Business / Companies

Restaurateurs get lucky, tap a niche with Fortune Cookie

By Matt Hodges (China Daily) Updated: 2015-03-30 08:18

Restaurateurs get lucky, tap a niche with Fortune Cookie

New Yorker Fung Lam (center) and business partner David Rossi also double as waiters. [GAO ERQIANG/CHINA DAILY]

Getting an alcohol license is easy in Shanghai but finding a premium location can be a battle, as the co-founders of Fortune Cookie discovered. It claims to be the first and only American-Chinese food restaurant in China.

"It's way different here. You could spend up to half a million dollars to get a liquor license in New York, whereas here it costs next to nothing," said David Rossi, 34, from California.

Picking Shanghai was a nobrainer for Rossi and his business partner, American-Chinese restaurateur Fung Lam, whose family has 15 restaurants in the US.

They opened Fortune Cookie, their first project, in July 2013 in the city's former French Concession, where expats, bars and international restaurants abound, and business has been booming. They open every day.

"It takes time to find the right spot and get a business license," said Fung, 32. "You can get a restaurant built here in six weeks, but the paperwork takes time."

"The problem is that there aren't many streets here where you want to open up on, and they are very high in demand from restaurateurs. This creates a bubble and pushes up rents," he said. "Doing human resources in Chinese can also be a headache."

The two came to China with a business model based on the kind of operation Fung's grandfather ran in Brooklyn in the 1960s.
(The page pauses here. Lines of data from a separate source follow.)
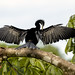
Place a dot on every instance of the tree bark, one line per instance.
(67, 67)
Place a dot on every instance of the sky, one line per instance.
(24, 13)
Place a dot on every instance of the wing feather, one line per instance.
(56, 33)
(11, 34)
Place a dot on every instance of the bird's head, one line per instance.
(38, 23)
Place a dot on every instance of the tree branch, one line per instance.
(67, 67)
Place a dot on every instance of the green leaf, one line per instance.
(40, 65)
(27, 61)
(5, 67)
(68, 46)
(29, 71)
(13, 72)
(52, 70)
(32, 61)
(73, 59)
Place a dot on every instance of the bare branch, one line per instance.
(67, 67)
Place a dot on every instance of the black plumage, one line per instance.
(11, 34)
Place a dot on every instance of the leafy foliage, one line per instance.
(71, 42)
(28, 66)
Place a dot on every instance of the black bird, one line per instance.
(11, 34)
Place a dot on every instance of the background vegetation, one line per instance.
(32, 66)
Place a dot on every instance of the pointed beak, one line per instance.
(42, 27)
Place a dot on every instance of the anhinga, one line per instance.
(11, 34)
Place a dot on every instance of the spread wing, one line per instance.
(11, 34)
(56, 33)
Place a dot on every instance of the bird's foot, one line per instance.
(29, 45)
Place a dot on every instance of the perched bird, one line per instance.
(11, 34)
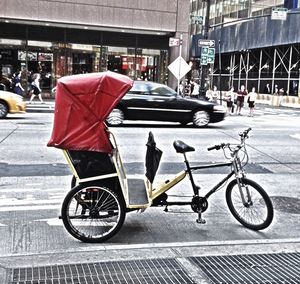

The family business has since shifted to buffet-style eateries seating 300-500 people, Fung said.

Fortune Cookie has found its niche by offering friendly US-style service, dishes that are familiar to American expats but a novelty for Chinese, and takeaway boxes that are commonplace in New York, where Fung was born, but new to the mainland.

The dark wooden décor, matching venetian blinds and sofa booths exude American coziness, while the box-shaped lights and shelves visually align with the Chinese takeout box theme.

The ingredients are fresh and the two owners double as waiters. Even with customers lining up, Rossi found time to go through the menu and tick all the gluten-free choices. Top-sellers include Orange Chicken, Beef and Broccoli, Brooklyn Kung Po Chicken, Moo Shu Pork, Tsingtao Can Chicken and Mapo Tofu Fries with Cheese. Mains cost about $10.